Pelo projeto, a violência física contra gestantes ou puérperas poderá resultar em detenção de um a três anos e multa. Se houver lesão grave, como risco de vida, debilidade permanente do sistema reprodutivo, incapacidade por mais de 30 dias ou aceleração do parto, a pena poderá chegar a seis anos de reclusão.

Nos casos de lesão gravíssima ou aborto, a pena prevista é de reclusão de três a oito anos. Se a conduta resultar em morte, a punição poderá variar de cinco a quinze anos de reclusão.
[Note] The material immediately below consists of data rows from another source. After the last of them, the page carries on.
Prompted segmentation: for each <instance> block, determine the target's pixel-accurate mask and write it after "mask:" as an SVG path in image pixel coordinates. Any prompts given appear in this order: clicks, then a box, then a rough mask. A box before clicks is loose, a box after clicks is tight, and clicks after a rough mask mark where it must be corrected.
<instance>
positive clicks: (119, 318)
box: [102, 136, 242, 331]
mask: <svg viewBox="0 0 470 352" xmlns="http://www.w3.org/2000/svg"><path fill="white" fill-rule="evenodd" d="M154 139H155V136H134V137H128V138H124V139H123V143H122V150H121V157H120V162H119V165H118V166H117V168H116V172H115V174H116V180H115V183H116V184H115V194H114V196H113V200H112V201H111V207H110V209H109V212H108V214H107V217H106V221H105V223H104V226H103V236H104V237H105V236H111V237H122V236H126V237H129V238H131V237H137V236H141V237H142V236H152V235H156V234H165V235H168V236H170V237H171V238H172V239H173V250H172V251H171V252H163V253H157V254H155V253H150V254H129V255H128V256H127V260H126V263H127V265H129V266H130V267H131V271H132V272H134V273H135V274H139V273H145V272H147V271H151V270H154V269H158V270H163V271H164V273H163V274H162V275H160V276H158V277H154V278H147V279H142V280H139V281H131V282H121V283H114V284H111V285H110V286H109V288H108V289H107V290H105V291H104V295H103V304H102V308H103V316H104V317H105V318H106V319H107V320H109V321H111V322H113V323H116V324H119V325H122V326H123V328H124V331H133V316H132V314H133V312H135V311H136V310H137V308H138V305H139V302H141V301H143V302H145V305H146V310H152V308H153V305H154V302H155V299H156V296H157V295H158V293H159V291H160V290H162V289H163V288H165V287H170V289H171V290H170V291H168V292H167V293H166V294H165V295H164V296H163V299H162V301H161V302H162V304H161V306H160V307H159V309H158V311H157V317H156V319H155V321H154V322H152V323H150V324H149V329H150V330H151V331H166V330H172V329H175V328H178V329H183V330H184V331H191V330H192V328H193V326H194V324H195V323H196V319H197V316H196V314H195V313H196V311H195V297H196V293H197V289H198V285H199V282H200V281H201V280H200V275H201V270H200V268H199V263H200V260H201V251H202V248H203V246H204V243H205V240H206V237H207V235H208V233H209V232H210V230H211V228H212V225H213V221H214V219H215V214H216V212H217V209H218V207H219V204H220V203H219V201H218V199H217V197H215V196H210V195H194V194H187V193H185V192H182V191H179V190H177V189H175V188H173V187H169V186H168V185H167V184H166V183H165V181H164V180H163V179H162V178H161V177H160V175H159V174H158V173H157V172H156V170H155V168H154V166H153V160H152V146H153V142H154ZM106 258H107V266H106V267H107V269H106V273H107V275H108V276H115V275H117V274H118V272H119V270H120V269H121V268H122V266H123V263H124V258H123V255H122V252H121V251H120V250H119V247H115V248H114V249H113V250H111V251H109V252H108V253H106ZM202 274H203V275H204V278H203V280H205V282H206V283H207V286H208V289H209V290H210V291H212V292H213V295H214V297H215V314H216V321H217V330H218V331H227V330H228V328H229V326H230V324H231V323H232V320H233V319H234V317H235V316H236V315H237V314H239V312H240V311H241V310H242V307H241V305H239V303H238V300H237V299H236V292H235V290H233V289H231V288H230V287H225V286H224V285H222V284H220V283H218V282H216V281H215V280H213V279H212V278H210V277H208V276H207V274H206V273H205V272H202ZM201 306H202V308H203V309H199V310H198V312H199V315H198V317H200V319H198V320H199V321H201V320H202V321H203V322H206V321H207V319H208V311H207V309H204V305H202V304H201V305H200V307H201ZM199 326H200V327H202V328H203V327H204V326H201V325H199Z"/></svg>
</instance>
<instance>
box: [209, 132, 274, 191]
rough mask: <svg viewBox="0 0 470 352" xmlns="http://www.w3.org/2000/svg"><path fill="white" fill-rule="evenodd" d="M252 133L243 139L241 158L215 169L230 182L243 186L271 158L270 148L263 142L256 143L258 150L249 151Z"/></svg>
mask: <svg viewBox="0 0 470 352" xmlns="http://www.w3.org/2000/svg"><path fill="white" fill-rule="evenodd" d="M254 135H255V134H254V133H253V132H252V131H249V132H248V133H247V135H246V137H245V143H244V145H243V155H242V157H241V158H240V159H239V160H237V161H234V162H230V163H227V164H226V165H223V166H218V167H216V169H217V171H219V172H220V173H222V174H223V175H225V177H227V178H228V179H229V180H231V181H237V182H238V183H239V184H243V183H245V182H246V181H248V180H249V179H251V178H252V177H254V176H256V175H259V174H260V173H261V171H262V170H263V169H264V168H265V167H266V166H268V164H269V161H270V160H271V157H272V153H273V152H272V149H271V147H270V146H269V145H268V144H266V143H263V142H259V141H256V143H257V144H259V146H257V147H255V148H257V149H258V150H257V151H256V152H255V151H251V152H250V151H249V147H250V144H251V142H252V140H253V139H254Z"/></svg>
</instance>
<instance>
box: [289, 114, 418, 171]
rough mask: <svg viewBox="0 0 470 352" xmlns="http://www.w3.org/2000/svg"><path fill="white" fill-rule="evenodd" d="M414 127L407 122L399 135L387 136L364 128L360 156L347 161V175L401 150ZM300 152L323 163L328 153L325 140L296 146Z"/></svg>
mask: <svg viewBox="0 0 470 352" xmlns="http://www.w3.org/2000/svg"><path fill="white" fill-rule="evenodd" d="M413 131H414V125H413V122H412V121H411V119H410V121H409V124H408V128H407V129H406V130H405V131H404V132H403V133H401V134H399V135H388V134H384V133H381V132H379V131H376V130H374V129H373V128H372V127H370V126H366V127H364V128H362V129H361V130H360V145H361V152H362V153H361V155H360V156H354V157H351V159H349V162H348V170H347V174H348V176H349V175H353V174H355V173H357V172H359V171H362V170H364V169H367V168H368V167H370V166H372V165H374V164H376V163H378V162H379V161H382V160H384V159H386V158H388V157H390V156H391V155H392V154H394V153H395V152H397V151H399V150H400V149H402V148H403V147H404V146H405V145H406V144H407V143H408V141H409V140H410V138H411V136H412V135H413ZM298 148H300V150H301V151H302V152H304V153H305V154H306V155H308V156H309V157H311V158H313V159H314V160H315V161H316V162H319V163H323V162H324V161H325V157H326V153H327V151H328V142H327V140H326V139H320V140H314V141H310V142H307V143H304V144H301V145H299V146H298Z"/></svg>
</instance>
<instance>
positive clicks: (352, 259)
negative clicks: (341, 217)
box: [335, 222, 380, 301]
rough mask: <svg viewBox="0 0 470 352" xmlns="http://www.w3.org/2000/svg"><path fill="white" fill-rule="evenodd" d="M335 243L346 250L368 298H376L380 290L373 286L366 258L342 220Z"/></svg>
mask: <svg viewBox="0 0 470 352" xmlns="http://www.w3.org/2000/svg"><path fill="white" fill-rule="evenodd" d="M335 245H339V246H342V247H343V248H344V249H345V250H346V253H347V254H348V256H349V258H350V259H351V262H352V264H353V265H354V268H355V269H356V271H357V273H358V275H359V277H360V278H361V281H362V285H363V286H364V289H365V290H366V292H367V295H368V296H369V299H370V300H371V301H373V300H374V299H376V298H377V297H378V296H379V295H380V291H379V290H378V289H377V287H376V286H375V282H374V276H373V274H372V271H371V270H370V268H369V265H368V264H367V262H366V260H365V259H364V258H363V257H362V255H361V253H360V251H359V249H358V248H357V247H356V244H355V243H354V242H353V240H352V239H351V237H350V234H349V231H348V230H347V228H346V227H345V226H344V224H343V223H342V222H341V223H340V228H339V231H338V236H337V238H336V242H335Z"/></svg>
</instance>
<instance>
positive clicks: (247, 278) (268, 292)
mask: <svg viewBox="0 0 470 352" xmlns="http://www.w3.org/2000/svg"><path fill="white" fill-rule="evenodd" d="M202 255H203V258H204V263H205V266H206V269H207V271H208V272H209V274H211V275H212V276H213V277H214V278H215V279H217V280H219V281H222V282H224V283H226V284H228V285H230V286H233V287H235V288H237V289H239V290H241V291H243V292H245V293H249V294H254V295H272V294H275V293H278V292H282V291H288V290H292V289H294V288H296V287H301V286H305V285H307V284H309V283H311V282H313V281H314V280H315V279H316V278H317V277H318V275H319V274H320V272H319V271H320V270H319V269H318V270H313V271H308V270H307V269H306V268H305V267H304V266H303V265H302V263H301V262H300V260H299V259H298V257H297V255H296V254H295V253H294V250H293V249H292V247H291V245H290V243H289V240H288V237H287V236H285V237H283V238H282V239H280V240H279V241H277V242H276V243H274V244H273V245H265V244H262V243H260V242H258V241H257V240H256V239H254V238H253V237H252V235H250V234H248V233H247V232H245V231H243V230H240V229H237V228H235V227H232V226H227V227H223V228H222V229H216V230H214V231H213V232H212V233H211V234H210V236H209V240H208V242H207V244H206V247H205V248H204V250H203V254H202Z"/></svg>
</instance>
O texto também prevê punição para violência psicológica, quando houver dano emocional causado por ameaça, constrangimento, humilhação, manipulação ou chantagem, com pena de detenção de um a dois anos e multa.

Além das punições criminais, a proposta estabelece um marco legal para a assistência humanizada em hospitais públicos e privados. Entre os direitos previstos estão o respeito ao plano de parto, a garantia de acompanhante de livre escolha, acesso a métodos de alívio da dor e a possibilidade de cesariana eletiva a partir da 39ª semana de gestação, desde que assegurada a autonomia da gestante.

O projeto será analisado pelas comissões de Defesa dos Direitos da Mulher, de Saúde e de Constituição e Justiça e de Cidadania, antes de eventual votação no Plenário.